Fire Sea by Weis, Margaret

“I don’t hold with books,” the king remarks bitterly to his son, whose footfalls I can hear, walking at his side. “Baltazar spends far too much time among the books.”

Perhaps anger feels good inside the old man, warm and bright, like the fire of the lamp.

“It was the books told us that they were going to return to us and look what came of that! Books.” The old king snorts. “I don’t trust them-I don’t think we should trust them! Maybe they were accurate centuries ago, but the world’s changed since then. The routes that brought our ancestors to this realm are probably gone, destroyed.”

“Baltazar has explored the tunnels, as far as he dared go, and he found them safe, the maps accurate. Remember, Father, that the tunnels are protected by magic, by the powerful, ancient magic that built them, that built this world.”

‘Ancient magic!” The old king’s anger comes fully to the surface, burns in his voice. “The ancient magic has failed. It was the failure of the ancient magic that brought us to this! Ruin where there was once prosperity. Desolation where there was once plenty. Ice where there was once water. Death where there was once life!”

He stands on the portico of the palace and looks before him. His physical eyes see the darkness that has closed over them, sees it broken only by tiny dots of light burning sporadically here and there about the city. Those dots of light represent his people and there are too few of them, far too few. The vast majority of the houses in the realm of Kairn Telest are dark and cold. Like the queen, those who now remain in the houses can do very well without light and warmth; it isn’t wasted on them.

His physical eyes see the darkness, just as his physical body feels the pain of the cold, and he rejects it. He looks at his city through the eyes of memory, a gift he tries to share with his son. Now that it is too late.

“In the ancient world, during the time before the Sundering, they say there was an orb of blazing fire they called a sun. I read this in a book,” the old king adds drily. “Baltazar isn’t the only one who can read. When the world was sundered into four parts, the sun’s fire was divided among the four new worlds. The fire was placed in the center of our world. That fire is Abarrach’s heart, and like the heart, it has tributaries that carry the life’s blood of warmth and energy to the body’s limbs.”

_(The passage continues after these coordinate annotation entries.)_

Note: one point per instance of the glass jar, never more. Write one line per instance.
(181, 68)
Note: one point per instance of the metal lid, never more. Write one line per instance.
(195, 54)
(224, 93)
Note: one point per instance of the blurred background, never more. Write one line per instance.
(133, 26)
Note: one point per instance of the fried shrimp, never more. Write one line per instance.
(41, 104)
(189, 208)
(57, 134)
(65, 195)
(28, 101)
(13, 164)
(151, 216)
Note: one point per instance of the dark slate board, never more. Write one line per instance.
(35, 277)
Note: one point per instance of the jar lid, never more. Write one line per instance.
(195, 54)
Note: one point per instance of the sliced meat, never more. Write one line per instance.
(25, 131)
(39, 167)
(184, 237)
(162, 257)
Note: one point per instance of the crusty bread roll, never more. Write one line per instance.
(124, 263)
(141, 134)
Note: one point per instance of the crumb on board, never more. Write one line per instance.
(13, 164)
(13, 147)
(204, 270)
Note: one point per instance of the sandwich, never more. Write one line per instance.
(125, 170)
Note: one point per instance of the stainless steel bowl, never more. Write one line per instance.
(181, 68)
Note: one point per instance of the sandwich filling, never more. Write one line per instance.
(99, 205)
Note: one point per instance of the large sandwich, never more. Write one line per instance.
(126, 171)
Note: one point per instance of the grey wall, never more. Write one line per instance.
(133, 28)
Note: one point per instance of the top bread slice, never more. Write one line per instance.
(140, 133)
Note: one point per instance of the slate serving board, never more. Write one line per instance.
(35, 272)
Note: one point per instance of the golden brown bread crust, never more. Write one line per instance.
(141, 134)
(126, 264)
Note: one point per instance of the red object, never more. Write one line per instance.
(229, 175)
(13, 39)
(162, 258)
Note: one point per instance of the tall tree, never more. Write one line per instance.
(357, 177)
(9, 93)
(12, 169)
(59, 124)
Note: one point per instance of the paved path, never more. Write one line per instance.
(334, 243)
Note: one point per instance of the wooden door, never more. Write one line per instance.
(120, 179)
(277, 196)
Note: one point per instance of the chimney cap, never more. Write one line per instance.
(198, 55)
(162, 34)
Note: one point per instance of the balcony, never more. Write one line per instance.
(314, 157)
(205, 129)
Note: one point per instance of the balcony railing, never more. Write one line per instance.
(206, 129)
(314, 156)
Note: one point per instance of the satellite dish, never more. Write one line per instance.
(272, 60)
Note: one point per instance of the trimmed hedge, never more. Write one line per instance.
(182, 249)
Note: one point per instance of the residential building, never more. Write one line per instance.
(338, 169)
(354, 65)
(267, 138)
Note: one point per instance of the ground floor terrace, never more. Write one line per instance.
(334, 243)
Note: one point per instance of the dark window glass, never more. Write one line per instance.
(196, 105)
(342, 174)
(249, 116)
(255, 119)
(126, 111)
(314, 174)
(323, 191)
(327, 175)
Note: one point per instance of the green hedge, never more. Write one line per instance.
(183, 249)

I hear a rustling sound, a head moving among many layers of clothing. I can imagine the king shifting his gaze from the dying city, huddled in darkness, to stare far beyond the city’s walls. He can see nothing, the darkness is complete. But, perhaps, in his mind’s eye, he sees a land of light and warmth, a land of green and growing things beneath a high cavern ceiling frescoed with glittering stalactites, a land where children played and laughed.

“Our sun was out there.” Another rustling. The old king lifts his hand, points into the eternal darkness.

“The colossus,” Edmund says softly.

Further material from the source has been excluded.